Yolande House published a lyric essay, “This Global Life,” in the premiere issue of Porcupine Literary, a new journal for teachers. She also has essays forthcoming with The Nasiona and The Humber Literary Review, and she will soon be featured on the Byline Breakthrough podcast, hosted on Soundcloud.

Jennifer Mattson will be teaching her popular class, The Art of the Essay at NYU in the Fall. It’s open to all.

Kandi Maxwell has published a new essay in the anthology Onward! by Wordrunner eChapbooks | April 2020. Kandi also published a feature essay about living off grid for Boomer Cafe July 2, 2020.

This spring, Anne Pinkerton was honored to publish the essays, “Words with Tommy” in Entropy Magazine, “The Hell of Book Proposal Writing” in Multiplicity Magazine, “Linus and B” in the Dead Mule School for Southern Literature, and “Survivor’s Debt” In Ars Medica.

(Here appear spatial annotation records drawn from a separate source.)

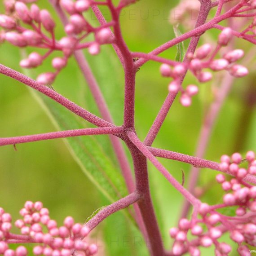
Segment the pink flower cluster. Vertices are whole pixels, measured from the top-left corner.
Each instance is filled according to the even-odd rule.
[[[114,39],[109,27],[110,22],[104,26],[94,28],[84,18],[83,13],[91,6],[89,0],[61,0],[62,8],[70,15],[68,23],[65,27],[67,34],[58,41],[55,38],[55,23],[49,12],[40,10],[35,4],[30,8],[28,4],[36,0],[15,1],[5,0],[5,14],[0,15],[0,26],[4,30],[0,33],[0,41],[6,40],[19,47],[32,46],[48,49],[44,55],[36,52],[22,60],[23,68],[35,68],[41,65],[53,51],[62,52],[63,56],[55,57],[52,61],[54,71],[41,74],[37,79],[44,85],[53,82],[57,75],[66,65],[69,58],[78,49],[87,48],[92,55],[97,54],[102,44],[111,43]],[[22,23],[26,26],[23,26]],[[29,27],[29,29],[27,28]],[[84,42],[93,33],[95,40]]]
[[[184,89],[181,84],[181,78],[184,76],[187,70],[191,71],[200,83],[205,83],[212,79],[212,75],[209,71],[205,71],[208,68],[212,71],[228,71],[230,74],[235,77],[243,77],[248,75],[246,67],[234,62],[243,57],[244,52],[240,49],[229,51],[223,55],[222,57],[214,59],[222,46],[227,45],[232,37],[232,31],[230,28],[225,28],[219,35],[218,44],[213,51],[211,44],[205,44],[199,47],[194,54],[189,53],[187,62],[173,65],[172,69],[169,65],[162,64],[160,67],[161,75],[164,77],[172,77],[173,80],[168,86],[169,91],[177,94],[179,91],[181,93],[180,102],[184,106],[189,106],[192,103],[191,97],[198,93],[196,85],[190,84]],[[205,60],[208,57],[207,60]]]
[[[243,163],[238,153],[234,154],[231,158],[226,155],[221,157],[220,168],[235,177],[231,180],[223,174],[216,177],[226,193],[223,196],[223,203],[213,206],[201,203],[198,209],[194,210],[191,221],[182,219],[178,228],[170,230],[171,237],[175,239],[173,255],[182,255],[189,252],[192,256],[199,256],[200,247],[213,245],[216,255],[228,255],[231,247],[219,242],[218,239],[229,232],[231,239],[238,244],[239,255],[251,255],[247,245],[256,246],[256,186],[247,184],[243,179],[248,173],[256,174],[254,152],[248,152],[245,160],[248,163],[247,168],[239,166]],[[224,215],[217,211],[230,207],[236,208],[234,216]],[[188,239],[190,236],[194,238],[191,241]]]
[[[89,245],[82,240],[89,234],[88,228],[75,223],[70,216],[66,218],[63,225],[58,227],[56,221],[50,218],[48,209],[43,208],[40,202],[26,202],[20,214],[22,219],[16,221],[15,225],[22,234],[13,234],[10,232],[11,216],[0,208],[0,255],[26,256],[28,252],[24,246],[15,251],[9,248],[9,243],[17,243],[40,244],[33,249],[34,255],[38,256],[70,256],[75,251],[77,256],[89,256],[97,251],[95,244]]]

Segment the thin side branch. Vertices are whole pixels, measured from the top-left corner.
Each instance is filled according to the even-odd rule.
[[[42,85],[31,78],[13,69],[0,64],[0,73],[9,76],[21,83],[42,93],[55,102],[65,107],[77,115],[82,117],[98,127],[115,127],[115,126],[94,115],[89,111],[68,100],[59,93],[47,86]]]
[[[126,208],[136,202],[140,198],[140,195],[137,191],[132,192],[127,196],[104,208],[85,223],[85,225],[92,230],[110,215]]]
[[[18,137],[0,138],[0,146],[15,145],[20,143],[31,142],[46,140],[52,140],[59,138],[75,137],[84,135],[100,135],[103,134],[114,134],[121,133],[123,132],[122,127],[102,127],[99,128],[88,128],[54,132],[41,133],[33,135],[26,135]]]

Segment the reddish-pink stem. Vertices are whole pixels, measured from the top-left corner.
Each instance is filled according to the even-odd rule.
[[[71,112],[82,117],[96,126],[99,127],[115,126],[112,124],[96,116],[79,106],[52,89],[50,89],[44,85],[42,85],[35,80],[2,64],[0,64],[0,73],[15,79],[17,81],[19,81],[24,84],[42,93]]]
[[[19,136],[18,137],[0,138],[0,146],[84,135],[118,134],[122,133],[122,132],[123,128],[120,126],[69,130],[33,135]]]
[[[105,207],[87,222],[85,225],[92,230],[110,215],[126,208],[136,202],[140,198],[140,195],[137,191],[132,192],[127,196]]]

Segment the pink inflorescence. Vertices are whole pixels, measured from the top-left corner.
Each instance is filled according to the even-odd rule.
[[[0,32],[0,42],[6,40],[18,47],[32,46],[48,50],[44,55],[32,52],[22,60],[20,65],[26,68],[35,68],[41,65],[54,51],[62,52],[62,56],[52,60],[54,71],[38,76],[37,80],[40,84],[46,85],[53,83],[76,50],[86,48],[91,54],[96,55],[99,53],[101,45],[113,41],[109,28],[111,23],[94,28],[84,17],[84,13],[90,7],[90,0],[60,0],[61,7],[69,17],[65,27],[67,35],[58,40],[56,39],[56,24],[51,14],[47,10],[40,10],[34,3],[36,1],[4,1],[5,14],[0,14],[0,26],[3,28]],[[85,42],[91,34],[94,34],[94,40]]]
[[[245,161],[247,167],[240,167]],[[182,219],[178,228],[170,230],[170,235],[175,239],[173,255],[182,255],[188,252],[192,256],[199,256],[200,247],[212,245],[215,247],[216,255],[228,255],[231,247],[218,241],[226,232],[237,243],[237,251],[241,256],[251,255],[248,245],[256,246],[256,186],[243,180],[248,174],[256,174],[255,154],[248,152],[244,160],[238,153],[231,158],[223,155],[220,168],[234,176],[230,180],[223,174],[216,176],[216,181],[221,184],[225,193],[223,203],[213,206],[201,203],[199,209],[195,209],[191,221]],[[227,207],[234,208],[234,216],[226,216],[217,211]],[[189,237],[192,238],[190,241]]]
[[[10,233],[12,217],[0,208],[0,255],[4,256],[26,256],[28,251],[24,246],[15,250],[9,249],[9,243],[33,243],[35,245],[34,255],[70,256],[75,251],[78,256],[89,256],[97,253],[94,244],[89,244],[82,238],[88,234],[90,230],[86,226],[75,223],[72,217],[65,219],[63,225],[57,223],[49,216],[49,211],[44,208],[40,202],[26,202],[20,211],[22,218],[17,220],[15,225],[21,235]]]
[[[230,51],[225,53],[221,58],[215,59],[221,48],[228,44],[232,35],[231,29],[225,28],[219,35],[218,44],[214,50],[211,44],[205,44],[200,47],[194,54],[189,53],[187,61],[182,63],[174,63],[172,67],[168,64],[162,64],[160,67],[162,75],[173,79],[169,84],[168,90],[175,94],[181,92],[180,102],[182,105],[190,106],[192,97],[197,94],[199,91],[198,87],[194,84],[188,85],[185,89],[182,88],[181,80],[187,70],[190,70],[200,83],[211,80],[212,78],[212,71],[226,70],[231,75],[238,78],[248,75],[246,67],[234,63],[243,57],[243,50]],[[210,69],[211,71],[206,71],[205,69]]]

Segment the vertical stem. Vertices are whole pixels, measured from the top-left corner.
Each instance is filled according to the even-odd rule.
[[[225,100],[230,91],[233,81],[234,78],[231,76],[229,74],[227,74],[223,80],[216,99],[212,104],[203,122],[200,132],[195,154],[196,157],[203,158],[204,155],[215,121]],[[188,179],[190,181],[188,185],[188,190],[192,194],[194,193],[194,188],[196,185],[199,176],[199,168],[193,167],[190,171],[190,175]],[[186,217],[190,207],[190,203],[187,200],[185,200],[182,208],[181,218]]]
[[[211,0],[202,0],[201,1],[201,7],[195,27],[198,27],[204,24],[206,21],[206,19],[208,16],[209,12],[211,9]],[[184,62],[187,61],[187,56],[189,53],[194,53],[194,52],[198,42],[200,39],[200,35],[197,36],[193,36],[190,40],[185,58]],[[184,79],[185,75],[186,74],[187,69],[184,75],[181,78],[181,84]],[[162,106],[160,111],[159,111],[157,116],[155,119],[152,126],[148,133],[145,140],[144,143],[147,146],[151,146],[158,132],[169,112],[170,108],[172,105],[173,101],[176,97],[177,93],[169,93],[166,97],[163,106]]]
[[[141,196],[138,202],[148,234],[148,246],[150,255],[164,255],[161,234],[150,195],[146,158],[131,141],[126,143],[132,154],[136,181],[136,190]]]

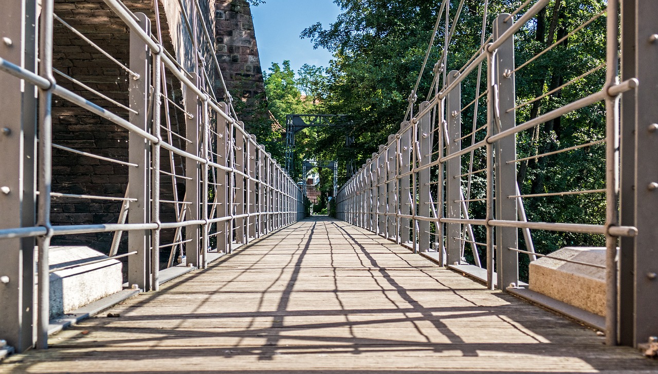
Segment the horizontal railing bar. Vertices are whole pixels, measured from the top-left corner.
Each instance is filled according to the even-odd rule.
[[[512,164],[513,162],[520,162],[521,161],[526,161],[526,160],[533,160],[534,158],[539,158],[540,157],[544,157],[545,156],[551,156],[552,154],[557,154],[559,153],[562,153],[563,152],[567,152],[569,151],[573,151],[574,149],[578,149],[580,148],[584,148],[586,147],[590,147],[590,145],[595,145],[597,144],[600,144],[601,143],[605,143],[605,139],[602,139],[601,140],[597,140],[596,141],[592,141],[590,143],[586,143],[585,144],[580,144],[578,145],[574,145],[573,147],[570,147],[569,148],[565,148],[563,149],[560,149],[558,151],[553,151],[553,152],[547,152],[546,153],[542,153],[541,154],[536,154],[535,156],[530,156],[528,157],[524,157],[522,158],[519,158],[518,160],[513,160],[511,161],[507,161],[507,164]]]
[[[517,229],[530,229],[583,234],[605,235],[606,233],[609,233],[611,235],[615,237],[634,237],[638,233],[638,229],[632,226],[610,226],[606,230],[606,227],[604,225],[587,223],[524,222],[520,221],[490,220],[489,225],[500,227],[515,227]]]
[[[563,196],[566,195],[581,195],[584,193],[603,193],[605,189],[588,189],[583,191],[567,191],[564,192],[553,192],[547,193],[534,193],[530,195],[512,195],[507,197],[513,199],[515,197],[542,197],[545,196]]]

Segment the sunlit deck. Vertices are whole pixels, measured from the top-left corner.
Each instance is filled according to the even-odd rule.
[[[315,218],[54,335],[0,372],[658,372],[632,348],[484,288]]]

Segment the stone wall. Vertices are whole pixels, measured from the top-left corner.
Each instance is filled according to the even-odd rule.
[[[199,66],[195,66],[190,34],[195,34],[198,36],[198,46],[201,55],[209,57],[210,43],[203,37],[200,23],[194,22],[193,20],[197,17],[207,20],[206,27],[211,37],[213,37],[215,33],[214,1],[199,0],[203,13],[199,16],[194,3],[191,0],[184,0],[183,4],[186,8],[185,11],[193,20],[192,27],[196,28],[191,33],[188,31],[182,19],[183,12],[178,0],[158,1],[158,20],[156,20],[154,3],[151,0],[124,0],[124,3],[133,12],[143,12],[149,17],[151,21],[151,32],[156,37],[158,35],[159,21],[163,45],[169,54],[174,56],[177,62],[188,71],[198,71]],[[120,63],[128,65],[128,29],[102,0],[55,0],[55,12]],[[111,99],[128,105],[128,83],[131,79],[130,76],[57,20],[55,22],[54,32],[54,67],[90,88],[99,91]],[[253,30],[251,32],[253,35]],[[213,80],[216,79],[216,70],[209,64],[211,61],[211,58],[206,58],[207,72],[210,79]],[[167,74],[168,96],[178,106],[184,106],[183,91],[180,82],[172,79],[170,73]],[[125,108],[95,95],[62,76],[55,76],[59,84],[128,118],[128,111]],[[170,110],[169,119],[172,129],[178,133],[184,134],[184,114],[171,105]],[[162,123],[164,124],[166,123],[164,110],[163,115]],[[166,131],[163,132],[163,136],[174,145],[184,149],[184,144],[180,138],[174,136],[168,140]],[[82,152],[122,161],[128,160],[128,133],[122,128],[60,99],[55,99],[53,102],[53,143]],[[116,198],[124,196],[128,184],[128,166],[57,148],[53,149],[53,192]],[[161,163],[163,170],[172,171],[170,169],[169,155],[166,152],[163,152]],[[174,164],[175,173],[184,175],[183,162],[180,158],[174,157]],[[163,175],[161,181],[161,198],[173,200],[173,182],[171,178]],[[179,179],[177,186],[178,198],[182,199],[185,192],[184,180]],[[54,197],[51,220],[54,225],[115,223],[118,220],[121,204],[120,200]],[[163,222],[176,220],[173,206],[170,204],[163,204],[162,214]],[[107,253],[113,235],[113,233],[101,233],[58,236],[53,238],[53,244],[86,245]],[[166,243],[167,237],[171,239],[173,231],[163,232],[163,243]],[[124,235],[120,252],[126,250],[126,236]]]

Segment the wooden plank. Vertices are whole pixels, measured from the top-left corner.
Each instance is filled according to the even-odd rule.
[[[0,372],[648,373],[658,362],[345,222],[293,224]]]

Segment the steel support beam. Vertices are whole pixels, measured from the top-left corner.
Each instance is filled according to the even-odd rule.
[[[241,126],[243,126],[241,123],[240,124]],[[234,168],[242,172],[247,170],[247,142],[245,141],[244,135],[242,133],[236,131],[235,147],[236,164],[234,166]],[[246,210],[245,209],[245,188],[246,187],[244,176],[241,174],[236,174],[236,185],[234,188],[234,191],[235,191],[234,193],[235,200],[233,202],[236,215],[240,216],[241,214],[244,214],[246,212]],[[245,224],[246,223],[247,220],[241,218],[236,218],[234,221],[236,225],[236,242],[243,244],[245,243],[245,235],[247,233],[245,231]]]
[[[630,7],[628,2],[624,2],[624,6]],[[635,35],[623,35],[622,45],[626,42],[634,43],[635,55],[630,60],[623,57],[622,74],[632,75],[628,71],[629,66],[634,63],[635,77],[640,81],[637,91],[635,93],[635,126],[629,129],[632,125],[628,123],[632,121],[632,116],[626,110],[630,110],[626,107],[622,112],[622,120],[626,123],[622,125],[622,136],[627,135],[635,131],[634,134],[634,183],[628,185],[626,172],[630,161],[622,160],[622,168],[626,166],[622,174],[622,218],[628,218],[630,212],[626,212],[630,209],[634,212],[634,224],[638,229],[638,236],[635,237],[633,275],[634,285],[628,284],[628,276],[622,277],[621,286],[624,287],[620,290],[622,300],[629,300],[628,292],[634,292],[632,312],[634,319],[632,322],[626,320],[622,323],[623,326],[632,327],[634,337],[622,335],[624,344],[637,345],[645,343],[650,337],[658,336],[658,318],[656,318],[656,306],[658,305],[658,230],[656,229],[656,206],[658,206],[658,106],[655,104],[655,93],[658,90],[658,74],[656,74],[655,66],[658,66],[658,40],[655,37],[658,34],[658,27],[656,26],[655,14],[658,14],[658,3],[656,1],[642,1],[637,0],[634,3],[634,23],[629,20],[631,11],[626,8],[624,11],[624,21],[635,26]],[[622,29],[623,31],[626,28]],[[629,41],[633,37],[634,42]],[[629,49],[632,45],[623,46],[623,51],[630,53]],[[625,67],[624,67],[625,66]],[[628,69],[626,68],[628,68]],[[624,100],[625,105],[629,106],[632,103],[633,92],[628,100]],[[631,122],[632,123],[632,122]],[[630,157],[628,152],[623,150],[624,145],[626,147],[632,144],[630,140],[622,140],[622,156],[626,158]],[[628,197],[630,195],[630,189],[634,190],[634,197],[632,200],[632,208],[628,208],[631,201]],[[626,198],[624,199],[624,197]],[[624,223],[622,223],[624,224]],[[622,241],[622,250],[630,248],[628,242]],[[624,254],[622,258],[622,270],[628,271],[628,266],[624,263],[624,260],[629,260],[630,256]],[[622,316],[628,317],[630,314],[626,307],[622,308]],[[622,333],[623,334],[623,333]]]
[[[220,103],[219,107],[224,112],[228,112],[228,105],[226,103]],[[223,166],[229,167],[230,163],[228,160],[228,147],[230,138],[228,134],[228,121],[221,116],[217,116],[217,123],[216,125],[216,136],[217,163]],[[226,170],[216,169],[216,181],[215,183],[221,185],[216,186],[217,191],[222,191],[218,193],[216,199],[218,204],[215,208],[217,212],[217,217],[226,217],[229,214],[228,210],[228,190],[231,188],[231,183],[229,181],[229,173]],[[217,234],[217,252],[228,252],[231,243],[230,231],[229,231],[229,222],[222,221],[217,223],[216,230],[221,233]]]
[[[196,73],[190,72],[191,80],[196,87],[199,87],[199,76]],[[200,131],[201,129],[201,110],[199,97],[193,91],[189,88],[185,92],[185,111],[191,114],[186,118],[185,137],[190,140],[186,142],[186,151],[195,156],[201,156],[200,145],[201,142]],[[195,160],[189,158],[185,159],[185,175],[189,179],[185,181],[185,195],[187,197],[188,215],[190,220],[201,220],[201,166]],[[191,241],[185,243],[186,264],[197,268],[203,266],[201,262],[201,242],[199,240],[201,230],[197,225],[191,225],[185,227],[185,237]]]
[[[388,150],[385,155],[386,158],[386,180],[389,181],[387,185],[386,193],[386,237],[390,239],[396,239],[398,237],[396,232],[397,225],[395,223],[397,218],[395,214],[397,212],[397,186],[395,183],[395,175],[397,174],[397,162],[395,160],[395,153],[397,151],[396,143],[392,143],[395,140],[395,135],[388,135]]]
[[[459,72],[453,70],[447,74],[448,84],[451,84],[459,78]],[[447,153],[455,153],[461,150],[461,83],[458,83],[446,97],[447,105],[445,116],[447,118],[447,136],[445,137],[447,143]],[[443,129],[442,129],[442,131]],[[441,149],[441,147],[440,147]],[[442,152],[439,152],[440,156]],[[445,162],[445,216],[448,218],[461,218],[461,158],[455,157]],[[441,171],[440,174],[443,174]],[[440,202],[443,197],[437,197]],[[461,225],[447,223],[445,239],[447,263],[449,265],[461,263]],[[442,243],[441,243],[442,245]],[[438,251],[442,252],[442,245],[438,246]]]
[[[10,1],[0,14],[0,57],[31,72],[36,68],[36,1]],[[0,229],[34,227],[35,220],[35,87],[0,73]],[[4,239],[0,262],[0,339],[19,352],[32,346],[34,237]]]
[[[409,122],[405,121],[400,124],[400,130],[409,126]],[[400,175],[405,175],[400,178],[400,214],[408,216],[409,214],[409,207],[411,206],[410,198],[409,182],[411,181],[409,175],[409,168],[411,166],[411,129],[402,133],[400,136]],[[406,218],[400,218],[400,243],[402,244],[409,243],[409,219]]]
[[[430,103],[424,101],[420,103],[420,110],[424,110]],[[430,112],[420,118],[418,127],[418,166],[422,167],[432,162],[432,118]],[[418,172],[418,214],[423,217],[430,217],[432,202],[430,186],[430,168],[427,168]],[[427,252],[430,249],[430,222],[419,221],[418,225],[418,251]]]
[[[136,14],[139,26],[145,32],[150,32],[151,21],[143,13]],[[151,53],[148,46],[139,35],[130,32],[130,70],[139,74],[139,78],[128,80],[130,85],[128,120],[140,129],[148,131],[147,116],[149,91],[151,88]],[[148,141],[133,131],[128,132],[128,162],[137,167],[128,168],[128,197],[131,201],[128,212],[128,223],[151,222],[151,146]],[[131,230],[128,233],[128,252],[137,254],[128,258],[128,281],[143,290],[151,289],[151,236],[149,230]]]
[[[499,14],[494,20],[494,41],[500,37],[513,24],[509,14]],[[505,22],[506,19],[509,19]],[[495,110],[496,124],[494,133],[499,133],[516,126],[516,105],[514,70],[514,37],[509,38],[496,51],[493,72],[497,89],[497,105]],[[488,68],[492,68],[488,67]],[[514,221],[518,219],[517,195],[516,136],[508,136],[496,141],[495,152],[495,219]],[[498,288],[505,289],[511,284],[519,283],[519,253],[508,248],[519,248],[519,229],[515,227],[497,227],[495,229],[496,275]]]

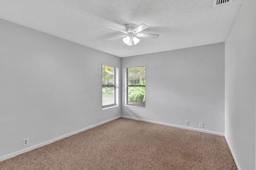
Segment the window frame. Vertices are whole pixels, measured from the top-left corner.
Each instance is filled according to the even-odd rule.
[[[103,102],[103,96],[102,94],[101,96],[101,105],[102,110],[112,108],[116,106],[118,106],[118,84],[116,83],[118,82],[118,67],[117,67],[113,66],[112,65],[110,65],[106,64],[102,64],[102,70],[103,66],[108,66],[110,67],[113,67],[114,68],[114,84],[112,85],[106,85],[106,84],[102,84],[102,80],[103,78],[103,75],[102,73],[102,87],[101,87],[101,91],[102,93],[102,90],[103,87],[114,87],[114,103],[113,104],[111,104],[110,105],[102,105],[102,102]]]
[[[146,84],[145,85],[129,85],[128,82],[128,69],[130,68],[134,68],[134,67],[145,67],[145,80],[146,81],[146,65],[139,65],[137,66],[132,66],[132,67],[124,67],[125,71],[125,102],[124,102],[124,105],[126,106],[130,106],[136,107],[139,107],[140,108],[146,108],[146,103],[144,105],[132,105],[131,104],[128,104],[128,88],[130,87],[145,87],[145,97],[146,99]]]

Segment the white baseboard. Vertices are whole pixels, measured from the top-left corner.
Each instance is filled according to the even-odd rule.
[[[224,136],[224,133],[220,133],[219,132],[214,132],[213,131],[207,130],[202,130],[197,128],[194,128],[184,127],[183,126],[176,125],[175,125],[170,124],[169,123],[163,123],[162,122],[157,122],[156,121],[149,121],[148,120],[136,118],[132,117],[129,117],[128,116],[121,116],[123,118],[130,119],[136,120],[136,121],[142,121],[143,122],[149,122],[150,123],[156,123],[156,124],[162,125],[163,125],[168,126],[169,127],[177,127],[185,129],[190,130],[191,130],[196,131],[198,132],[202,132],[203,133],[209,133],[210,134],[216,134],[217,135]]]
[[[121,117],[121,116],[118,116],[117,117],[114,117],[112,119],[110,119],[107,120],[105,121],[104,121],[100,123],[97,123],[96,124],[92,126],[90,126],[89,127],[86,127],[85,128],[83,128],[82,129],[79,130],[76,130],[75,132],[68,133],[68,134],[62,135],[62,136],[57,137],[56,138],[54,138],[54,139],[52,139],[50,140],[48,140],[46,142],[44,142],[43,143],[41,143],[39,144],[36,144],[36,145],[33,146],[32,146],[30,147],[29,148],[26,148],[26,149],[22,149],[20,150],[19,150],[17,152],[14,152],[10,154],[8,154],[6,155],[0,157],[0,162],[4,160],[6,160],[6,159],[8,159],[11,158],[12,158],[19,154],[23,154],[25,152],[27,152],[30,151],[30,150],[33,150],[34,149],[36,149],[37,148],[40,148],[40,147],[43,146],[44,145],[46,145],[48,144],[50,144],[51,143],[53,143],[55,141],[60,140],[60,139],[62,139],[64,138],[66,138],[66,137],[70,136],[73,135],[75,134],[76,134],[77,133],[79,133],[80,132],[83,132],[84,130],[86,130],[89,129],[90,128],[93,128],[94,127],[97,127],[98,126],[100,126],[101,125],[104,124],[104,123],[107,123],[108,122],[110,122],[112,121],[114,121],[114,120],[117,119],[118,118],[120,118]]]
[[[227,143],[228,143],[228,147],[229,148],[229,150],[230,150],[230,152],[231,152],[231,154],[232,155],[232,156],[233,156],[233,159],[234,159],[234,161],[235,162],[235,163],[236,164],[236,168],[238,170],[241,170],[241,168],[240,168],[240,166],[239,166],[239,164],[238,164],[238,162],[236,159],[236,157],[235,156],[234,153],[234,151],[233,151],[233,149],[232,149],[232,148],[231,147],[231,145],[230,145],[230,143],[226,135],[224,135],[225,138],[226,139],[226,141],[227,142]]]

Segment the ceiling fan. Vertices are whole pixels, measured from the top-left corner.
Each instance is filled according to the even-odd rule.
[[[130,46],[132,46],[133,45],[136,45],[140,42],[140,39],[138,39],[136,37],[156,39],[158,38],[159,36],[159,35],[140,33],[141,31],[148,28],[148,26],[143,24],[140,25],[139,26],[134,24],[126,24],[125,25],[125,31],[123,31],[122,30],[113,27],[111,26],[106,26],[109,28],[120,31],[126,34],[111,38],[109,39],[109,40],[126,37],[123,38],[123,41],[124,43]]]

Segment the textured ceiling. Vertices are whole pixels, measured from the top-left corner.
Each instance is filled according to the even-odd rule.
[[[224,42],[244,0],[216,8],[213,0],[0,0],[0,18],[124,57]],[[132,46],[108,40],[125,34],[106,26],[127,24],[159,38]]]

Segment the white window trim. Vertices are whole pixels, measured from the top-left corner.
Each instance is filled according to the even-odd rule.
[[[108,64],[102,64],[102,65],[106,65],[106,66],[111,67],[112,67],[115,68],[115,74],[114,74],[114,81],[115,81],[115,90],[114,91],[115,94],[115,104],[113,105],[111,105],[109,106],[107,106],[105,107],[102,107],[102,95],[101,96],[101,107],[102,108],[102,110],[106,110],[108,109],[112,108],[113,107],[117,107],[119,105],[119,85],[118,85],[118,82],[119,82],[119,68],[118,67],[113,66],[110,65],[108,65]],[[102,81],[102,85],[101,85],[101,91],[102,91],[102,71],[101,73],[101,81]]]

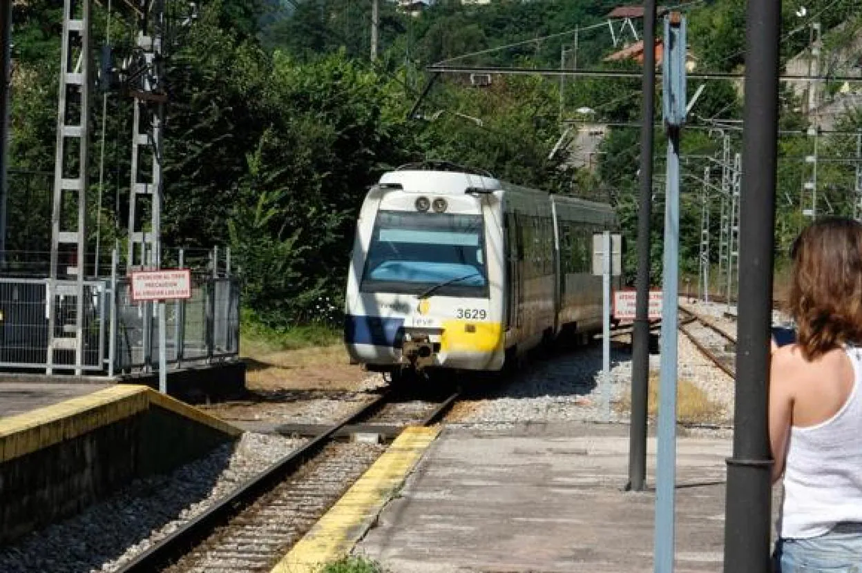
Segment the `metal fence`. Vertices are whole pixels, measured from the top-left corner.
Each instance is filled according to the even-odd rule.
[[[78,283],[0,277],[0,370],[74,370]],[[49,352],[48,296],[55,300],[54,348]],[[128,278],[84,282],[80,370],[90,375],[155,371],[159,367],[158,303],[131,300]],[[209,364],[239,353],[240,288],[229,276],[192,275],[191,298],[167,301],[166,346],[170,369]],[[58,342],[59,341],[59,342]]]
[[[117,282],[109,356],[115,372],[149,371],[159,364],[158,305],[134,302],[128,279]],[[235,357],[240,342],[240,289],[230,277],[193,280],[191,298],[167,301],[166,352],[175,368]],[[113,319],[112,319],[113,321]]]

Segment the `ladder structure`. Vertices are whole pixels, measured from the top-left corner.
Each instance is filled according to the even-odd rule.
[[[132,119],[132,178],[128,197],[129,271],[161,268],[163,128],[165,103],[165,0],[138,0],[140,18],[129,94]],[[147,211],[149,211],[147,221]],[[142,303],[145,371],[153,364],[153,302]]]
[[[165,0],[139,0],[138,69],[129,91],[132,121],[132,182],[128,201],[129,269],[161,265],[162,132],[165,123]],[[149,221],[147,221],[147,211]]]
[[[51,266],[46,306],[47,374],[58,364],[82,373],[86,259],[91,61],[90,0],[64,0],[60,80],[51,215]]]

Kat Read’s essay “Appetite” was published in Pangyrus.

Kirsten Reneau published a new essay “Why Do You Feel Always Sad” in Issue 22 of Santa Fe Writers Project Quarterly this August. She will also be publishing a new piece, “How the Cicada Screams”, in The Threepenny Review later this year.

Marsh Rose signed a contact with Sunbury Press to publish her novel, Escape Routes. (Release date TBA.) Marsh also won first prize for creative nonfiction from New Millennium Writings for “False Memory” in 2018.

Jeffrey Seitzer published “It turns out quarantining does not mean you can take a break from parenting” in the June 18 online edition of the Omaha World-Herald.

Christie Tate’s debut memoir Group: How One Therapist and a Circle of Strangers Saved My Life will be published this fall by Avid Reader Press.

Kirsten Voris published a new essay “Bohemian Rhapsody, With Grubs” in Sonora Review Online on June 16. Her blog post “On Being A Tugboat” appeared on the Brevity Blog on July 28. And her short essay “Kirsten Slept Here: Part One, Otel Part One, Otel Büyük Erşan, Ankara, Turkey” ran on The Daily Drunk on August 5.